The bull case, as outlined by NYDIG, compares the potential demand for a Bitcoin ETF to funds holding gold. Crypto investors for years have argued that Bitcoin is a replacement for the precious metal. While it doesn’t have any industrial use such as gold, it does have a finite supply and is seen as a disaster insurance if the dollar-based monetary system were to implode.

With that in mind, NYDIG in a report last week noted gold ETFs have around $210.8 billion in assets under management, while Bitcoin funds have about $28.8 billion invested. Bitcoin is more volatile than gold, and after accounting for investors requiring less of the token to gain an equivalent risk exposure, NYDIG said there would be nearly $30 billion in incremental demand for a spot Bitcoin ETF.

That extra $30 billion would no doubt be a boon to token prices, but there are plenty of reasons to doubt the approval of a spot Bitcoin ETF would bring such a bonanza.

One reason is that most investors who believe Bitcoin prices will go up already have plenty of ways to get exposure to the token. Retail investors and financial advisors for years have bought Bitcoin through crypto trading platforms such as
Coinbase
(COIN), and traditional firms including Fidelity and
WisdomTree
have lately integrated crypto trading into their own offerings.

While the SEC hasn’t approved a Bitcoin ETF based on spot prices, it has approved Bitcoin futures-based funds, such as
ProShares Bitcoin Strategy ETF
(BITO), which has about $1 billion in assets. Another several billion dollars sits in spot Bitcoin ETFs regulated in other countries.
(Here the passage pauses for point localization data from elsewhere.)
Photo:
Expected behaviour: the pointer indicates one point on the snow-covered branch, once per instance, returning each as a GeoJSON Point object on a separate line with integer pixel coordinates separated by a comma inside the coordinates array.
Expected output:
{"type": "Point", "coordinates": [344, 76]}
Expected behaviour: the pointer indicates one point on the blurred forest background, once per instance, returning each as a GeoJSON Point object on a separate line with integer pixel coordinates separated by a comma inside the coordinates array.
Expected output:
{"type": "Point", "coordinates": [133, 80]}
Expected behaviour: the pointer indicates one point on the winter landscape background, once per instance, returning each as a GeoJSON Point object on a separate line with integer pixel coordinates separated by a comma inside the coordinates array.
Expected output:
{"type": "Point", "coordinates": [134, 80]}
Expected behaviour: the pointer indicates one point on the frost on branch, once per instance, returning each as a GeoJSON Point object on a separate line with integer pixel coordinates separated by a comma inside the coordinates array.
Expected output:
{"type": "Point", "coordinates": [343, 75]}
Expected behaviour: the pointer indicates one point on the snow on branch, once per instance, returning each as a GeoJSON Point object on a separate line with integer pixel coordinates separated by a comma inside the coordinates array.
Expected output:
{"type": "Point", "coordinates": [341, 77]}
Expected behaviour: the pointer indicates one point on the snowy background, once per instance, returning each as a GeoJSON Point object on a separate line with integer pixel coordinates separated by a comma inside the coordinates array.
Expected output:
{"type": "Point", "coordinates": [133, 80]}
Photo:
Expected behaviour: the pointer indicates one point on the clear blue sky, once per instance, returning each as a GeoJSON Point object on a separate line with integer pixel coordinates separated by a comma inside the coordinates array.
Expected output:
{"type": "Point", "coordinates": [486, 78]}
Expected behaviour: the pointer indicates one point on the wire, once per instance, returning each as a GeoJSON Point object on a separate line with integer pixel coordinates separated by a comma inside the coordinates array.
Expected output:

In the U.S., the
Grayscale Bitcoin Trust,
which trades like a closed-end fund, has nearly $19 billion under management.

All that is to say that a spot Bitcoin ETF could be cheaper and more efficient than existing options, but might end up luring investors from other products rather than increase overall demand.

“There’s this belief that a spot Bitcoin ETF will push the price of Bitcoin up, and I wonder if that will really be the case,” said Stuart Barton, chief investment officer of Volatility Shares.

Volatility Shares late last month shocked some executives in the crypto and ETF industries when it was able to launch the
2x Bitcoin Strategy ETF
(BITX), which uses futures to try to give investors exposure to twice the daily movement in the token’s price. Such leveraged funds are considered risky, especially when tied to volatile assets such as Bitcoin, and executives have argued the SEC was reckless in approving the fund while blocking spot Bitcoin ETFs.

Barton said getting the ETF to market wasn’t as much work as people think, noting Bitcoin futures have been around for years.

As to getting unleveraged Bitcoin exposure, Barton says, “the real question is why do so many people think that a spot Bitcoin ETF will be so much better than a futures based ETF?”